The performance bottlenecks in modern data-intensive applications have induced database implementors to forsake high-level abstractions and trade-off simplicity and ease of reasoning for performance. Among the first casualties of this trade-off are the well-known ACID guarantees, which simplify the reasoning about concurrent database transactions. ACID semantics have become increasingly obsolete in practice due to serializable isolation – an integral aspect of ACID, being exorbitantly expensive. Databases, including the popular commercial offerings, default to weaker levels of isolation where effects of concurrent transactions are visible to each other. Such weak isolation guarantees, however, are extremely hard to reason about, and have led to serious safety violations in real applications. The problem is further complicated in a distributed setting with asynchronous state replications, where high availability and low latency requirements compel large-scale web applications to embrace weaker forms of consistency (e.g., eventual consistency) besides weak isolation. Given the serious practical implications of safety violations in data-intensive applications, there is a pressing need to extend the state-of-the-art in program verification to reach non- serializable data-intensive applications operating in a weakly-consistent distributed setting.

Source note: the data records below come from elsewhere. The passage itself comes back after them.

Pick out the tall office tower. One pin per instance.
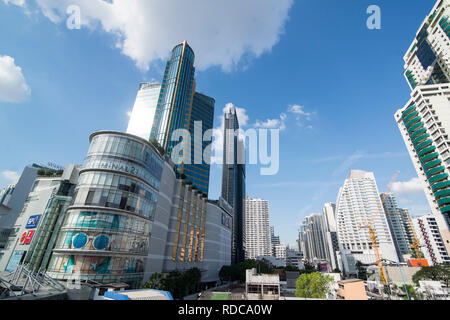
(143, 114)
(359, 201)
(314, 229)
(329, 212)
(400, 225)
(257, 228)
(427, 59)
(432, 244)
(199, 119)
(424, 121)
(303, 242)
(177, 93)
(233, 181)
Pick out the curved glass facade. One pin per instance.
(105, 235)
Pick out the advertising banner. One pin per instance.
(32, 222)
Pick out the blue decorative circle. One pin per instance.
(101, 242)
(79, 241)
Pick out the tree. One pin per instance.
(413, 294)
(436, 273)
(313, 286)
(155, 282)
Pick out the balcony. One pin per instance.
(438, 178)
(432, 164)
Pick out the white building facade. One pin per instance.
(143, 114)
(257, 228)
(329, 212)
(424, 121)
(359, 201)
(432, 245)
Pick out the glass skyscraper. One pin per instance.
(177, 93)
(198, 120)
(233, 181)
(143, 114)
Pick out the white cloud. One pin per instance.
(273, 123)
(13, 86)
(12, 176)
(297, 109)
(20, 3)
(413, 186)
(220, 32)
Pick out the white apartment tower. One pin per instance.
(329, 212)
(257, 228)
(424, 121)
(432, 245)
(143, 114)
(400, 224)
(427, 59)
(314, 231)
(359, 198)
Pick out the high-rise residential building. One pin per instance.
(329, 212)
(427, 59)
(233, 181)
(432, 244)
(294, 258)
(130, 216)
(359, 203)
(39, 222)
(143, 114)
(275, 240)
(314, 231)
(177, 94)
(424, 121)
(199, 119)
(400, 224)
(257, 228)
(279, 251)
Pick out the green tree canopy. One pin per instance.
(313, 286)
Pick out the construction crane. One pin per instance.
(373, 236)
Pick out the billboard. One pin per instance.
(226, 220)
(32, 222)
(16, 259)
(28, 237)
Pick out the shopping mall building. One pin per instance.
(132, 215)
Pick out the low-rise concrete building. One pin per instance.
(352, 289)
(262, 287)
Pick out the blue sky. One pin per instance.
(347, 78)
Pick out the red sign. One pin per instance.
(29, 236)
(23, 237)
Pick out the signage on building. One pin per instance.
(23, 237)
(16, 259)
(33, 222)
(226, 220)
(29, 237)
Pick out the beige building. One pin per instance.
(352, 289)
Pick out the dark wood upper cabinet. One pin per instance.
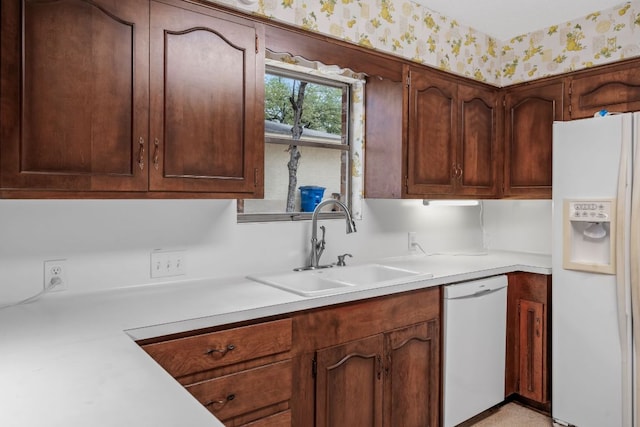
(615, 88)
(452, 145)
(103, 98)
(207, 95)
(432, 134)
(478, 150)
(530, 111)
(74, 95)
(384, 136)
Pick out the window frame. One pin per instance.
(284, 69)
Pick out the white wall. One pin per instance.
(518, 225)
(107, 243)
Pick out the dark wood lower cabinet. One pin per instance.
(412, 375)
(370, 363)
(532, 348)
(528, 362)
(349, 384)
(388, 379)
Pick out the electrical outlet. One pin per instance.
(55, 274)
(168, 263)
(412, 244)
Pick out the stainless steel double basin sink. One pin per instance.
(327, 281)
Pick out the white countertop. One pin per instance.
(71, 360)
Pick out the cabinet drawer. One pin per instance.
(190, 355)
(282, 419)
(246, 391)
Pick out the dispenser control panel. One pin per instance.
(591, 211)
(589, 235)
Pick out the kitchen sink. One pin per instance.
(339, 279)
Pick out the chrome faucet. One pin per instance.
(317, 247)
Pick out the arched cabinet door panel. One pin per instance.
(74, 95)
(530, 111)
(206, 102)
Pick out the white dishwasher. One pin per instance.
(474, 326)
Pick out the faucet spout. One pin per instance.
(317, 247)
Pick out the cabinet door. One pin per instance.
(432, 135)
(383, 160)
(412, 376)
(206, 103)
(531, 328)
(478, 155)
(614, 88)
(349, 384)
(530, 113)
(74, 95)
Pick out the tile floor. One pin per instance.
(514, 415)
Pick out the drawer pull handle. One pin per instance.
(156, 145)
(221, 402)
(222, 352)
(141, 153)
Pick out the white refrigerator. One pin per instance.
(595, 225)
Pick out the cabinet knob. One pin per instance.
(220, 351)
(222, 401)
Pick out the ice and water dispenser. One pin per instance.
(589, 235)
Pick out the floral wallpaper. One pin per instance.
(600, 37)
(409, 30)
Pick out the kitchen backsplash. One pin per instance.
(107, 243)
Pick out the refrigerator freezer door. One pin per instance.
(586, 355)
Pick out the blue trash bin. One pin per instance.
(310, 196)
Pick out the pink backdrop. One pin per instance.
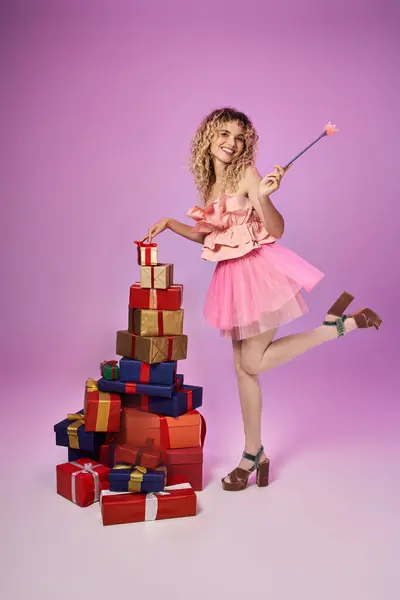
(100, 102)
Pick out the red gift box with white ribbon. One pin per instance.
(177, 500)
(81, 481)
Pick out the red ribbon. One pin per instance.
(130, 388)
(144, 403)
(147, 251)
(164, 434)
(144, 245)
(144, 373)
(160, 322)
(147, 256)
(189, 399)
(170, 345)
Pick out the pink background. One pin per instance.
(100, 101)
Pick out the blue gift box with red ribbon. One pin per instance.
(183, 401)
(148, 389)
(128, 478)
(136, 371)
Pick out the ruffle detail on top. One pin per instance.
(232, 228)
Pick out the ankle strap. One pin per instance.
(338, 323)
(254, 458)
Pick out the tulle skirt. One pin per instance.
(258, 291)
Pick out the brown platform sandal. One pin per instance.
(239, 477)
(364, 317)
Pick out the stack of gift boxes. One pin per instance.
(137, 445)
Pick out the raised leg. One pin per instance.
(259, 354)
(251, 404)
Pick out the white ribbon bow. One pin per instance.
(151, 506)
(86, 468)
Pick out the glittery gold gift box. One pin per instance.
(155, 322)
(151, 349)
(159, 277)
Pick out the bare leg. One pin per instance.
(250, 402)
(259, 354)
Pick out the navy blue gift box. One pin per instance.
(87, 440)
(185, 400)
(128, 478)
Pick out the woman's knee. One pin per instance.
(249, 364)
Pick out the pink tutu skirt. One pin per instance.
(258, 291)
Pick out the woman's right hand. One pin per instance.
(155, 230)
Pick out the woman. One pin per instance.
(257, 283)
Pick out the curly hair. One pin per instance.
(201, 164)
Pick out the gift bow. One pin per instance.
(91, 385)
(137, 472)
(76, 417)
(86, 468)
(151, 501)
(144, 245)
(72, 429)
(136, 476)
(111, 363)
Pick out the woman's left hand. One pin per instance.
(271, 182)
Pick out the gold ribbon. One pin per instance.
(153, 298)
(137, 475)
(91, 385)
(103, 411)
(72, 429)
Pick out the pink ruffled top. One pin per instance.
(232, 226)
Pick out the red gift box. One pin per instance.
(102, 409)
(81, 481)
(186, 431)
(169, 299)
(133, 455)
(187, 463)
(147, 253)
(177, 500)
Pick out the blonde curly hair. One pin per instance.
(201, 164)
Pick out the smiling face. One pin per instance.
(228, 142)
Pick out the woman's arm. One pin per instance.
(269, 215)
(179, 228)
(185, 231)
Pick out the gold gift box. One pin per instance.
(159, 277)
(151, 349)
(148, 255)
(145, 321)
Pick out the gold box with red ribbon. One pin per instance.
(145, 321)
(147, 253)
(102, 409)
(159, 277)
(151, 349)
(137, 427)
(169, 299)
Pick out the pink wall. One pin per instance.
(100, 102)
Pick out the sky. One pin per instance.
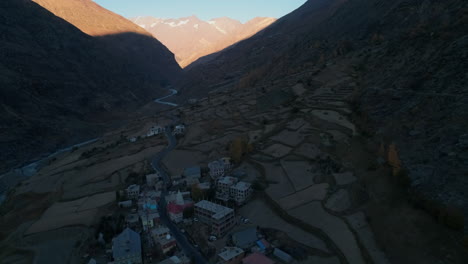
(242, 10)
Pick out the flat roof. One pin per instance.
(218, 210)
(227, 180)
(242, 186)
(230, 253)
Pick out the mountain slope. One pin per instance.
(409, 96)
(191, 38)
(60, 85)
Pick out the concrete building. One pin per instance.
(126, 204)
(175, 212)
(216, 169)
(132, 220)
(176, 260)
(246, 238)
(126, 248)
(240, 192)
(166, 244)
(219, 167)
(192, 175)
(152, 179)
(223, 187)
(231, 255)
(159, 232)
(133, 191)
(285, 257)
(149, 220)
(155, 130)
(257, 258)
(179, 130)
(220, 218)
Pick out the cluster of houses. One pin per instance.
(143, 215)
(250, 240)
(155, 130)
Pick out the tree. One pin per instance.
(189, 212)
(238, 148)
(394, 159)
(197, 193)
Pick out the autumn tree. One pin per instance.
(238, 148)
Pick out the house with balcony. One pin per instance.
(221, 219)
(126, 247)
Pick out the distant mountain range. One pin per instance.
(190, 38)
(69, 69)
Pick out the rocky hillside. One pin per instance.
(191, 38)
(409, 62)
(59, 85)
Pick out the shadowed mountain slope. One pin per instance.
(191, 38)
(60, 85)
(409, 61)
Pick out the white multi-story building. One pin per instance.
(179, 130)
(126, 247)
(133, 191)
(220, 218)
(240, 192)
(219, 167)
(223, 187)
(155, 130)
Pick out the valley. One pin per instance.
(333, 135)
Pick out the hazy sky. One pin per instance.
(242, 10)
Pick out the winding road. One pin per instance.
(182, 241)
(159, 100)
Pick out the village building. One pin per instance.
(285, 257)
(231, 255)
(133, 191)
(179, 130)
(257, 258)
(246, 238)
(126, 204)
(166, 244)
(155, 130)
(219, 167)
(204, 186)
(216, 169)
(240, 192)
(152, 179)
(176, 206)
(262, 246)
(149, 220)
(175, 212)
(220, 218)
(192, 175)
(176, 260)
(132, 220)
(126, 247)
(223, 187)
(160, 232)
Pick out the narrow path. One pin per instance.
(159, 100)
(182, 241)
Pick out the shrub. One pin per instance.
(454, 218)
(465, 242)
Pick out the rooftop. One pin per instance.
(242, 186)
(160, 231)
(227, 180)
(245, 238)
(230, 253)
(133, 187)
(218, 210)
(192, 172)
(127, 243)
(257, 258)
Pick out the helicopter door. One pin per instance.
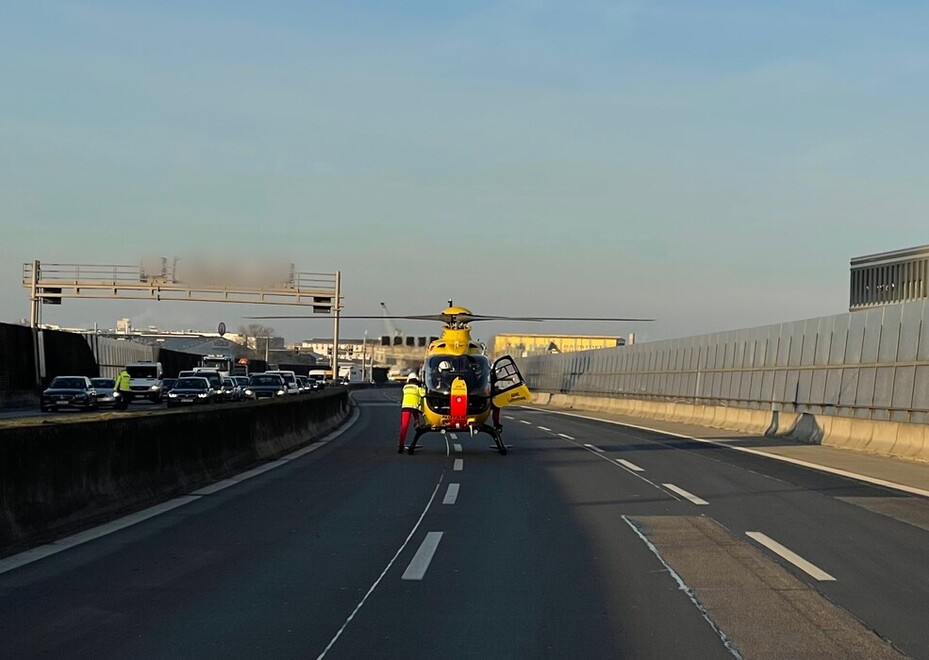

This thesis sets out to do just that. It introduces new language abstractions, program logics, reasoning methods, and automated verification and synthesis techniques that collectively allow programmers to reason about non-serializable data-intensive applications in the same way as their serializable counterparts. The contributions
made are broadly threefold. Firstly, the thesis introduces a uniform formal model to reason about weakly isolated (non-serializable) transactions on a sequentially consistent (SC) relational database machine. A reasoning method that relates the semantics of weak isolation to the semantics of the database program is presented, and an automation technique, implemented in a tool called ACIDifier is also described. The second contribution of this thesis is a relaxation of the machine model from sequential consistency to a specifiable level of weak consistency, and a generalization of the data model from relational to schema-less or key-value. A specification language to express weak consistency semantics at the machine level is described, and a bounded verification technique, implemented in a tool called Q9 is presented that bridges the gap between consistency specifications and program semantics, thus allowing high-level safety properties to be verified under arbitrary consistency levels. The final contribution of the thesis is a programming model inspired by version control systems that guarantees correct-by-construction replicated data types (RDTs) for building complex distributed applications with arbitrarily-structured replicated state. A technique based on decomposing inductively-defined data types into characteristic relations is presented, which is used to reason about the semantics of the data type under state replication, and eventually derive its correct-by-construction replicated variant automatically. An implementation of the programming model, called Quark, on top of a content-addressable storage is described, and the practicality of the programming model is demonstrated with help of various case studies.